Drummond Place was built on land which had been part of the Bellevue estate, the City Council having previously acquired that estate from the Marchioness of Titchfield. The central area (now the Garden) included the former mansion house of Bellevue, which the Council sold to HM Commissioners of Customs in 1808. By 1823 the houses in Drummond Place had been completed and occupied. The central area, except for a semi-circular segment extending 60 yards in from the London Street end and containing the Customs House (the former mansion), was then transferred to the proprietors of houses in Drummond Place. That transfer was effected by a Charter dated 26 April 1823. When the Customs House was demolished, to make way for a railway tunnel, the proprietors paid £1,200 for that segment to be incorporated into the Garden. This transaction is recorded in a second Charter, dated 17 March 1846. (Should the reader wonder why the house had to be demolished, the reason is that the tunnel was constructed by digging a huge trench, building a stone arch at the bottom of it and then filling it in.)
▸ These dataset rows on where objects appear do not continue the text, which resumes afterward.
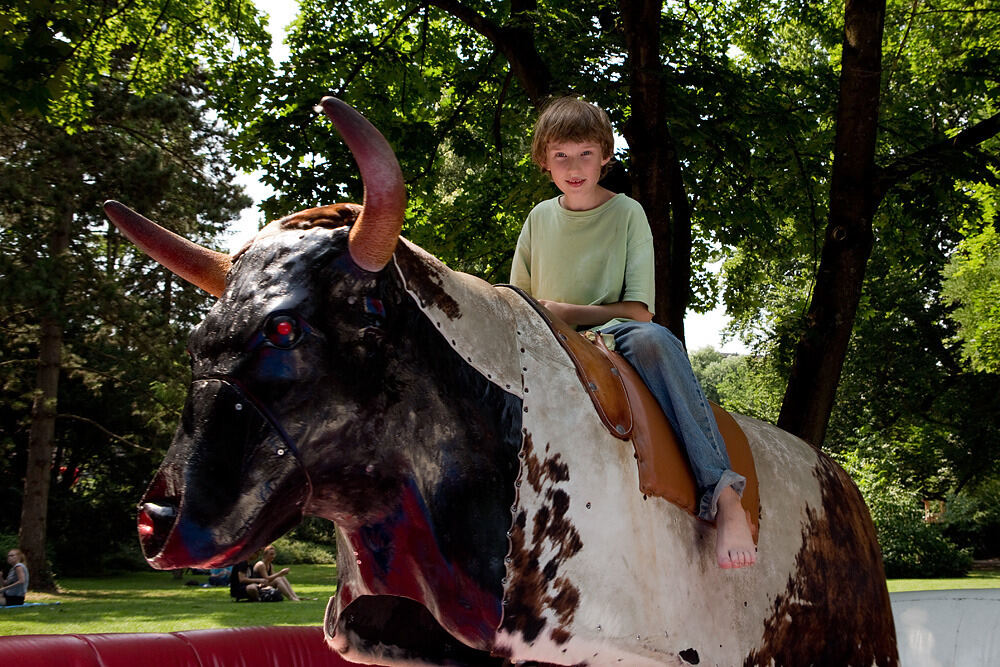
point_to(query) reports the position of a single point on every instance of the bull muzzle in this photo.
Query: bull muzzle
(231, 482)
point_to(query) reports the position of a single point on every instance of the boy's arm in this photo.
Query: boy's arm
(588, 316)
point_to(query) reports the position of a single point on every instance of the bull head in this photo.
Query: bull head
(234, 455)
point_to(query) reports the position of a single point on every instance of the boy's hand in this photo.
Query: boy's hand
(577, 315)
(564, 311)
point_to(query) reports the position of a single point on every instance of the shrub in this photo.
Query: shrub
(911, 547)
(972, 519)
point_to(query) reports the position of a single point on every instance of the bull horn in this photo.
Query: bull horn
(199, 266)
(374, 236)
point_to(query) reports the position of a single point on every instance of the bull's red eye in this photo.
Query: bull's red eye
(282, 331)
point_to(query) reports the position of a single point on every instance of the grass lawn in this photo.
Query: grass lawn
(156, 602)
(975, 579)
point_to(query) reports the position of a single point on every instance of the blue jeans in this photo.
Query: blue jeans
(662, 362)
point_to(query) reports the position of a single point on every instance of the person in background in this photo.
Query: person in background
(264, 569)
(15, 584)
(244, 586)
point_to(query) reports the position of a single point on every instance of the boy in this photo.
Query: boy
(587, 256)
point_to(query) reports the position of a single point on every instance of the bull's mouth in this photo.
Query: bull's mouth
(157, 515)
(230, 484)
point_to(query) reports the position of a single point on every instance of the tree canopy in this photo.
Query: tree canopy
(840, 159)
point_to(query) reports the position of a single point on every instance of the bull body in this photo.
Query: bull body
(484, 513)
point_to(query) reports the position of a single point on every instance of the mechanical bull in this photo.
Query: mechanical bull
(484, 512)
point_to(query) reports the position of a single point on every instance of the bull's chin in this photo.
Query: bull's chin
(188, 545)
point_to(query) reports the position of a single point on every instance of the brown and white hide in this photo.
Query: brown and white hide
(598, 574)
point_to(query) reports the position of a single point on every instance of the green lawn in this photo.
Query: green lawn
(975, 579)
(156, 602)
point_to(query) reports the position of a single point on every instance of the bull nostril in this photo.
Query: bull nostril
(160, 512)
(155, 521)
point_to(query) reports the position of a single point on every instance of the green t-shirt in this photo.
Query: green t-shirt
(600, 256)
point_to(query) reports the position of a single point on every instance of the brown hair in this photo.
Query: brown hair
(571, 119)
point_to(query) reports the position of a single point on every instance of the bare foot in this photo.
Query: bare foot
(734, 545)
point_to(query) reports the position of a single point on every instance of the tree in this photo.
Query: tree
(934, 111)
(61, 57)
(972, 285)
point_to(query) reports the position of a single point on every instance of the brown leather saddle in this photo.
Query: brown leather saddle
(630, 412)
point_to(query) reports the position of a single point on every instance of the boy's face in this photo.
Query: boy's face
(575, 166)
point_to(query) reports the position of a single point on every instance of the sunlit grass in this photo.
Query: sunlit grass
(157, 602)
(975, 579)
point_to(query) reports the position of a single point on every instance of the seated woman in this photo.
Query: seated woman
(15, 585)
(263, 569)
(243, 586)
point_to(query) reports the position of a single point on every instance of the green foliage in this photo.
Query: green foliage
(55, 53)
(744, 384)
(972, 285)
(125, 319)
(972, 518)
(911, 546)
(291, 550)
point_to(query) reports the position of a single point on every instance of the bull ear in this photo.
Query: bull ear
(374, 236)
(200, 266)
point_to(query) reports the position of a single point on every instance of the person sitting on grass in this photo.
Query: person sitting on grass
(264, 569)
(15, 585)
(243, 586)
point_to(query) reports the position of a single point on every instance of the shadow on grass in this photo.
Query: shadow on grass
(157, 602)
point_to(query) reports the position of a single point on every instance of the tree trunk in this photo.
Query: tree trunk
(656, 168)
(41, 438)
(819, 357)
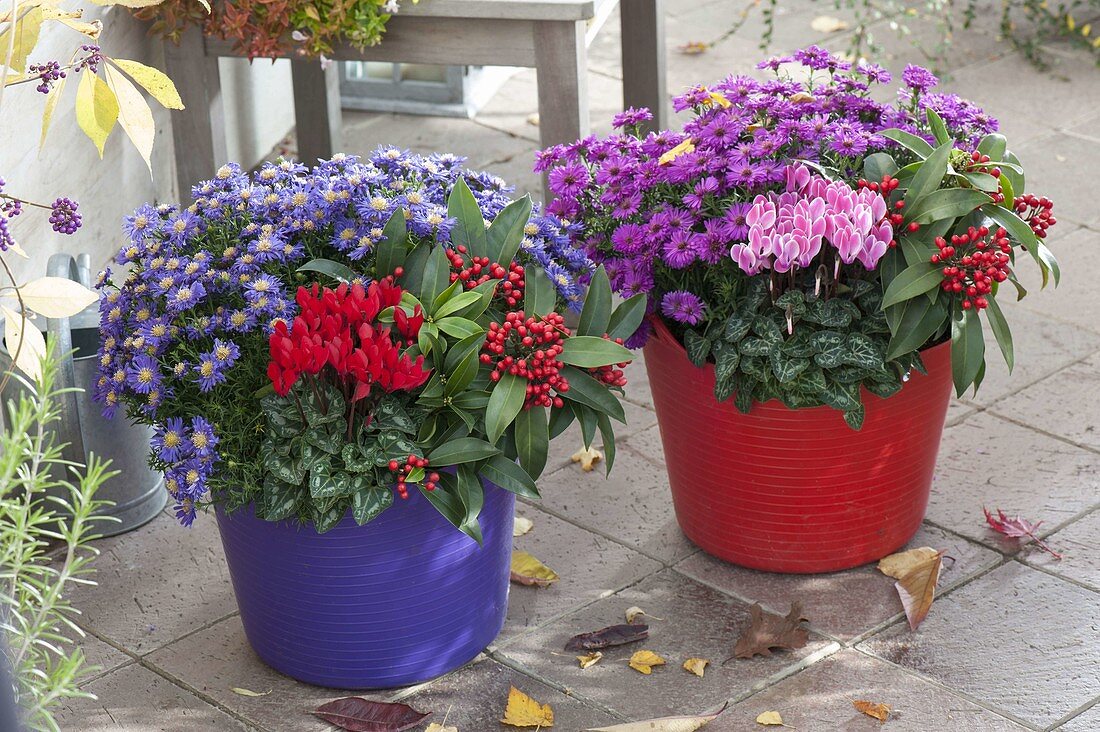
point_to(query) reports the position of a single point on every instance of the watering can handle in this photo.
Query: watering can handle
(63, 265)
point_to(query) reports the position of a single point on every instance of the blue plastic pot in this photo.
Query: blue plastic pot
(402, 600)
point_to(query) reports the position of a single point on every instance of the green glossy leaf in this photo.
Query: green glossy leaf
(946, 204)
(627, 317)
(915, 144)
(1001, 331)
(596, 313)
(591, 351)
(540, 296)
(532, 439)
(968, 350)
(505, 402)
(460, 450)
(504, 472)
(334, 270)
(470, 226)
(912, 281)
(506, 232)
(392, 251)
(590, 392)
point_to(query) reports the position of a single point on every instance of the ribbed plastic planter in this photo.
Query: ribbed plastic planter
(796, 490)
(402, 600)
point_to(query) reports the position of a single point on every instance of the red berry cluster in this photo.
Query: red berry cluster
(979, 163)
(481, 270)
(972, 264)
(886, 187)
(529, 348)
(1038, 212)
(611, 374)
(430, 482)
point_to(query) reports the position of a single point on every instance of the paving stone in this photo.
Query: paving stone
(1053, 164)
(474, 698)
(1079, 544)
(633, 504)
(135, 699)
(157, 583)
(1073, 303)
(843, 604)
(1087, 721)
(1016, 638)
(820, 698)
(591, 567)
(988, 461)
(1040, 350)
(697, 622)
(220, 658)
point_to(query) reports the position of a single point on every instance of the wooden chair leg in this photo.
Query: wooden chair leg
(644, 79)
(316, 110)
(198, 132)
(561, 63)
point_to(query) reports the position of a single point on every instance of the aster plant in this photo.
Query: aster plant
(317, 341)
(806, 239)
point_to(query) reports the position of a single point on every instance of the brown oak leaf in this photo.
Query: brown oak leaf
(768, 631)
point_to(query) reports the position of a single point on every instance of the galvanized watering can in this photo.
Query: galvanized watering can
(136, 493)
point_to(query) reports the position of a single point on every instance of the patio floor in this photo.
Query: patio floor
(1012, 640)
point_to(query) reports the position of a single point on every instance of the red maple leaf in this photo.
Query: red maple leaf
(1018, 528)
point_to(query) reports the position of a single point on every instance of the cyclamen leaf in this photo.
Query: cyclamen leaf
(359, 714)
(606, 637)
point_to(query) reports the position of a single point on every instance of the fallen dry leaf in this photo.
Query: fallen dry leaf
(694, 47)
(828, 24)
(644, 662)
(916, 586)
(521, 526)
(899, 564)
(590, 659)
(528, 570)
(587, 457)
(524, 711)
(606, 637)
(770, 719)
(879, 711)
(769, 631)
(662, 724)
(359, 714)
(696, 666)
(1018, 528)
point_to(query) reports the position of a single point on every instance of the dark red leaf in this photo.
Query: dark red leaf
(358, 714)
(607, 636)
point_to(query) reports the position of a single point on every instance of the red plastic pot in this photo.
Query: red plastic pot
(796, 490)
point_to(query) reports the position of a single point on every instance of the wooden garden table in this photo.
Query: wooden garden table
(550, 35)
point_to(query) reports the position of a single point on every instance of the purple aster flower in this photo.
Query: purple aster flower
(919, 78)
(683, 306)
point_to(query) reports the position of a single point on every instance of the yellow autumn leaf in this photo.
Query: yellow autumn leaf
(682, 149)
(521, 526)
(17, 330)
(590, 659)
(528, 570)
(134, 115)
(524, 711)
(25, 32)
(770, 719)
(696, 666)
(587, 457)
(97, 109)
(155, 82)
(47, 112)
(644, 662)
(56, 297)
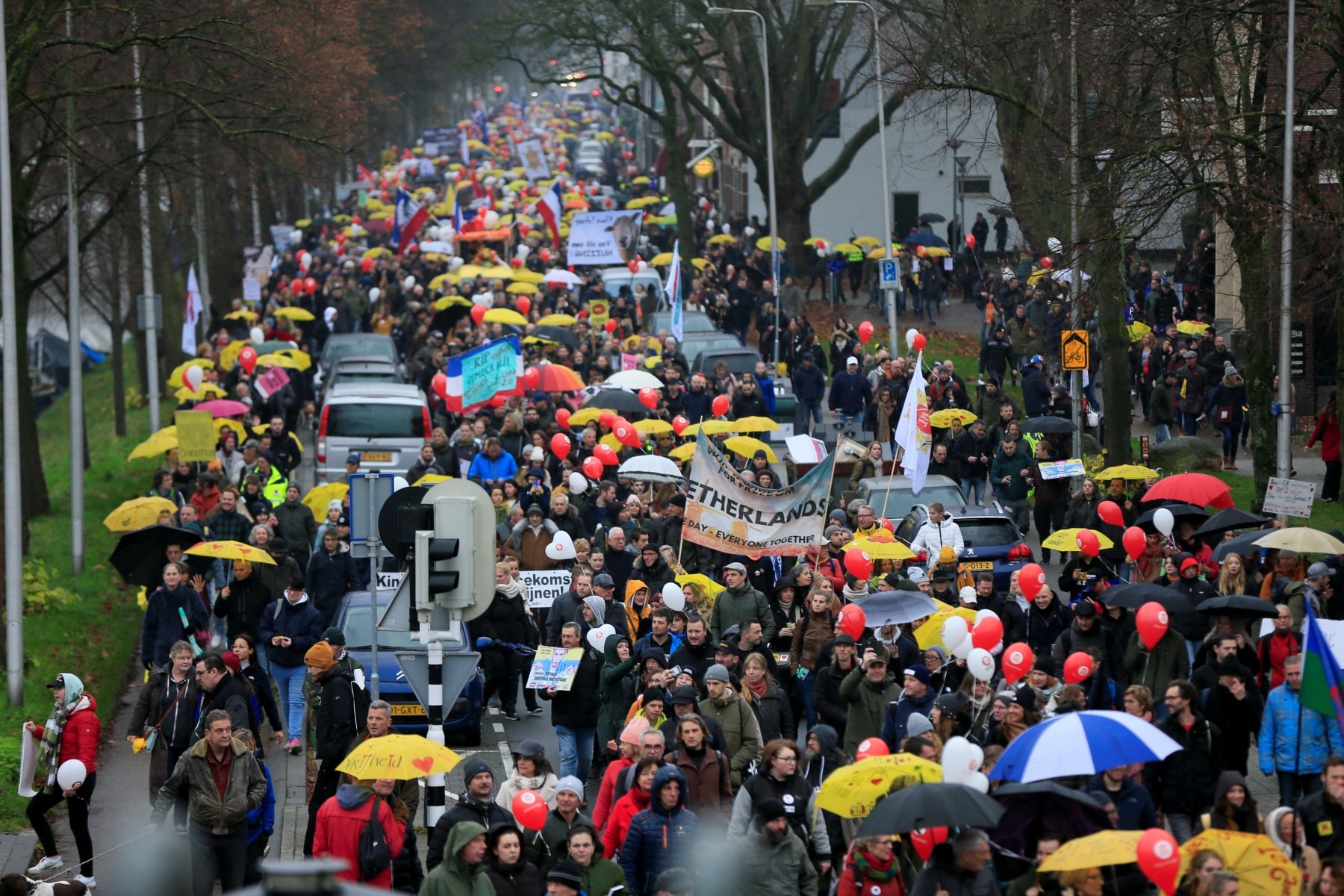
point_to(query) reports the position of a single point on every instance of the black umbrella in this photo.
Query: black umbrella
(140, 555)
(930, 806)
(1048, 425)
(617, 401)
(1140, 593)
(1229, 520)
(1239, 605)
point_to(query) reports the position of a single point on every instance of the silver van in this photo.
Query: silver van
(385, 422)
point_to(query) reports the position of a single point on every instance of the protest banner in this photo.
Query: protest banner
(605, 238)
(727, 514)
(544, 586)
(554, 668)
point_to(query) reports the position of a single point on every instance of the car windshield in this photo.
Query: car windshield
(358, 633)
(987, 531)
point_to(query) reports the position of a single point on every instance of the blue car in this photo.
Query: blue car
(461, 719)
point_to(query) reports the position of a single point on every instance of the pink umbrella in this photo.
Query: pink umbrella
(223, 408)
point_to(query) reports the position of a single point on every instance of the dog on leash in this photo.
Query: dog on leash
(22, 886)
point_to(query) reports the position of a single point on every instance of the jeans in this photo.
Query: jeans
(576, 750)
(1293, 788)
(289, 682)
(223, 856)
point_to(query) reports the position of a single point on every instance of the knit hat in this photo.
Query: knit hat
(320, 656)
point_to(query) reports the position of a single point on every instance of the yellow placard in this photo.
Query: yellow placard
(195, 435)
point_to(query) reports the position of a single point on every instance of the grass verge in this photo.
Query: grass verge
(85, 623)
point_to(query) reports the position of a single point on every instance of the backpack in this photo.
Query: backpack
(376, 856)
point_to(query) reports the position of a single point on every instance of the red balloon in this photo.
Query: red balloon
(853, 618)
(858, 564)
(1018, 660)
(925, 839)
(1152, 623)
(988, 633)
(530, 810)
(1135, 541)
(1159, 859)
(1077, 668)
(1031, 579)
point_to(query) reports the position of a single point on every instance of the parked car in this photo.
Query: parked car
(460, 719)
(992, 541)
(386, 422)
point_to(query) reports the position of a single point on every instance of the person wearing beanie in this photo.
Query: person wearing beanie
(772, 860)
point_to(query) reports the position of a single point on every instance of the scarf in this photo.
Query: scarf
(873, 869)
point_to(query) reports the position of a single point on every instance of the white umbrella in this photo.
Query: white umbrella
(561, 276)
(651, 467)
(635, 381)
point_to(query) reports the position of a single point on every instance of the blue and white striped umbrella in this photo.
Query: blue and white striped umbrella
(1081, 743)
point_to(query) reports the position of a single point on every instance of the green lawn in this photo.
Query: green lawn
(89, 622)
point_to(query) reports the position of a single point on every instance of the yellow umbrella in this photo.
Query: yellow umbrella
(930, 633)
(851, 791)
(504, 316)
(319, 497)
(882, 547)
(1127, 472)
(137, 514)
(1095, 850)
(1066, 541)
(230, 551)
(746, 447)
(399, 756)
(1260, 867)
(754, 425)
(945, 418)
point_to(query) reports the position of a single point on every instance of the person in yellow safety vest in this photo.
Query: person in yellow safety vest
(273, 484)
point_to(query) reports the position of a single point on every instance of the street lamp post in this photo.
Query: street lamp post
(769, 153)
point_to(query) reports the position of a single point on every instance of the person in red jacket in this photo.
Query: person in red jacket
(72, 732)
(342, 821)
(1328, 435)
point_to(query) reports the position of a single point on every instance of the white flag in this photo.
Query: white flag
(914, 435)
(191, 314)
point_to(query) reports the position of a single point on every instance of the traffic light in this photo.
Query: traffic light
(455, 561)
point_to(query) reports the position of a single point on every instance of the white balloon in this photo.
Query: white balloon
(954, 630)
(72, 773)
(673, 598)
(980, 664)
(1164, 520)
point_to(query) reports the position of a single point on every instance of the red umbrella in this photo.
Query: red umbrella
(1199, 489)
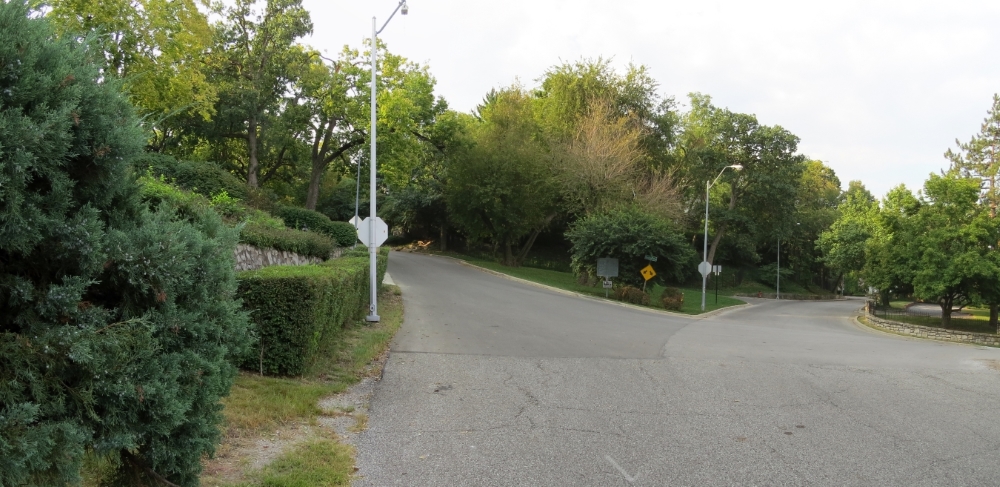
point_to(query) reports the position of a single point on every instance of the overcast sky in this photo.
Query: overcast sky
(877, 90)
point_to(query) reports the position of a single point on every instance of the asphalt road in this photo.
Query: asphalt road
(494, 382)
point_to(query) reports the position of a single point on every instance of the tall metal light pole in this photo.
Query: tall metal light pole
(372, 244)
(704, 261)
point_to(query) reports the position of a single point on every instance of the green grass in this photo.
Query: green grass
(979, 322)
(322, 462)
(258, 406)
(566, 281)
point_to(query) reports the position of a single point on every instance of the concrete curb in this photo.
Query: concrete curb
(599, 300)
For more information on the tunnel go to Abandoned Scotland
Thus by way of these two Charters ownership of the garden was transferred from the Council to the owners of most of the houses in Drummond Place and some of the flats in the “corner pavilions”. (A small number of owners at the time of the charter chose not to become Proprietors. The charter lists in detail the specific properties included and excluded.) The garden is an inescapable burden on the properties specified in the Charter. The proprietors are required to maintain the garden, to hold an annual general meeting, to elect a committee of management and to appoint a secretary. They are also empowered to issue additional keys to persons who are not proprietors.
History of access
The proprietors decided long ago that the number of additional keys issued should not exceed one third of their own number. Not surprisingly, the number of applicants for additional keys has always been far greater than the number of keys available. Until recently, the Committee was expected to register all applications, regardless of the applicant’s address, and to maintain a waiting list. Also not surprisingly, the waiting list grew to be unmanageable and the secretary was continually being harassed by people wanting to know how much longer they would have to wait. A few years ago, the proprietors agreed to a change of policy whereby applications would be accepted only from within a defined catchment area.
Given the limitation on the number of additional keys, it was clear that the catchment area could not be extensive. What was agreed was that it should include flats reached by the first common stair on each street leading into Drummond Place and any flats lying below those. (Given the complexity of the corner pavilions and the two cases where there are no corners, no simpler definition was possible.)
As a result of this change in policy, we are now in a transitional phase. Pre-existing additional keyholders who live outside the catchment area cannot be summarily excluded, so there will for some years be a diminishing number of them who have access to the garden.